PM Modi cracks 'shirtfronting' and cricket jokes in Australian parliament

  • AFP, Sydney
  • Updated: Nov 25, 2014 13:38 IST

Prime Minister Narendra Modi injected some humour into his address to Australia's parliament on Tuesday, using the term "shirtfront" to make fun of his host while also talking cricket.

Modi's official visit, the first by an Indian leader in 28 years, follows on from Prime Minister Tony Abbott's hosting of G20 world leaders in Brisbane on the weekend.

"(As) the third head of the government you are listening to this week, I do not know how you are doing this," Modi told members of parliament, who were addressed by Chinese leader Xi Jinping on Monday and Britain's David Cameron last Friday.

"Maybe this is Prime Minister Abbott's way of shirtfronting you!"

As most fans of Australian Football League (AFL) already know, a shirtfronter is an Australian rules term for a front-on challenge that knocks an opponent to the ground. The Macquarie dictionary makes it two words and puts it like this: shirt fronter, a head-on charge aimed at bumping an opponent to the ground, reported The Guardian.

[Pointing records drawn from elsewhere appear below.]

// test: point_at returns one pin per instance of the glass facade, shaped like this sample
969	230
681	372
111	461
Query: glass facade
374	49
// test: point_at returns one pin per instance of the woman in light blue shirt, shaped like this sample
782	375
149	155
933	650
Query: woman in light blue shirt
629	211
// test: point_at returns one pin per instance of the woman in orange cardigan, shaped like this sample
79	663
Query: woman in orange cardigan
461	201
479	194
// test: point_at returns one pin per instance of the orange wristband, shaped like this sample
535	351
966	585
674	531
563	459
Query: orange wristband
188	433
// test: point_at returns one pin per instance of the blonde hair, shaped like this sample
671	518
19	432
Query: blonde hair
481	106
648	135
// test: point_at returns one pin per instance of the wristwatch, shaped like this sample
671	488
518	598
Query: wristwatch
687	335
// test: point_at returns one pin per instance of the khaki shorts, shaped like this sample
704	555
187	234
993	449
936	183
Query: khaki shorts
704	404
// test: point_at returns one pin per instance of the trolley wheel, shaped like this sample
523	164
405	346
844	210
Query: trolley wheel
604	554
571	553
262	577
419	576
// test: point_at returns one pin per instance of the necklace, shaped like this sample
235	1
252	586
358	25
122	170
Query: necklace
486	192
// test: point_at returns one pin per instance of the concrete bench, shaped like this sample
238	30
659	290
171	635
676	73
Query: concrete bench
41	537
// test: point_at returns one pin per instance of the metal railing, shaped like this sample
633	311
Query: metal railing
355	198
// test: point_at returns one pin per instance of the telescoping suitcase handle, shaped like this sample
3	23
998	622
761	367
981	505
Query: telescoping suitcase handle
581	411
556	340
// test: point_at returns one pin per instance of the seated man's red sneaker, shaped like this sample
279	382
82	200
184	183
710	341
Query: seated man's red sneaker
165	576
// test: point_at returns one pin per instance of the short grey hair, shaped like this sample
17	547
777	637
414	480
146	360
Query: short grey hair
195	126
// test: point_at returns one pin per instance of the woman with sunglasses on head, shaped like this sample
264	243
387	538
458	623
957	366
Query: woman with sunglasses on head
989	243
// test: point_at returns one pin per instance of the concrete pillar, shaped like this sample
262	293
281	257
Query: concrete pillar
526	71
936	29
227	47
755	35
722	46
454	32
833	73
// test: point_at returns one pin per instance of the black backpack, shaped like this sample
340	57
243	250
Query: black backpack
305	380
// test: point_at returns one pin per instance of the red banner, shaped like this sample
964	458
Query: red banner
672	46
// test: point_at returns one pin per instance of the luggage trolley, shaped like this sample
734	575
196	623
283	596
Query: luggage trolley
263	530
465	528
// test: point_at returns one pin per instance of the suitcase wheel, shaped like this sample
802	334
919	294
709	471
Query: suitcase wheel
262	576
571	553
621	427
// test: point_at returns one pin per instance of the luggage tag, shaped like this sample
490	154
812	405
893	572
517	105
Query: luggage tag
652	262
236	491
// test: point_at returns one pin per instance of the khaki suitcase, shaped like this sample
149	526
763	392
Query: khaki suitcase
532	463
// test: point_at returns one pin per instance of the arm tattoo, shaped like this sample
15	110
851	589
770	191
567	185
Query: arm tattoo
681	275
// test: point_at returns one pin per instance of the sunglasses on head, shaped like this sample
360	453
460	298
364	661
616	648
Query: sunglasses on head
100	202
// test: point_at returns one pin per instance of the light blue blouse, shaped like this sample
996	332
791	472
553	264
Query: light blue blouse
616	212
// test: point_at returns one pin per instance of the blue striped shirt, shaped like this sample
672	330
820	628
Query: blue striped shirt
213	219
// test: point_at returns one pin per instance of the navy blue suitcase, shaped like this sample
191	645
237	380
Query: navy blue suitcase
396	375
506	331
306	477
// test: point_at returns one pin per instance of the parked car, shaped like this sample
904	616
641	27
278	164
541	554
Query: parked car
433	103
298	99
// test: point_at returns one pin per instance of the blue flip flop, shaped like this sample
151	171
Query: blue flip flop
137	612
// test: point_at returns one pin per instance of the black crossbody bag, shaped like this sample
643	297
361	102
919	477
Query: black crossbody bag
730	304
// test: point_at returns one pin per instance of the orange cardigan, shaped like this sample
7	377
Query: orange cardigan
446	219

Abbott made "shirtfront" a global concept when in October he threatened to do it to Russian leader Vladimir Putin at the G20 over the crisis in Ukraine.

In the end, the two men were all smiles for the cameras.

Modi is the second leader to use the obscure term in his address, after Cameron recalled his concern when Australia's Foreign Minister Julie Bishop was purposefully heading his way at a summit in Italy.

"I wondered for a moment whether I was heading for what I'm told we now need to call a 'shirtfronting'," he said, before going on to say she had merely wanted to offer help to fight Ebola.

Modi's speech also included a reference to cricket, saying that both Australia and India celebrated the legend of Australian batsman Don Bradman and the class of India's Sachin Tendulkar.

"We are impressed by Australian speed as you are charmed by the Indian spin until of course Shane Warne came along!," Modi said .

"I wish you the best for hosting a great and successful World Cup next year," he added, referring to the one-day tournament being hosted jointly by Australia and New Zealand in 2015.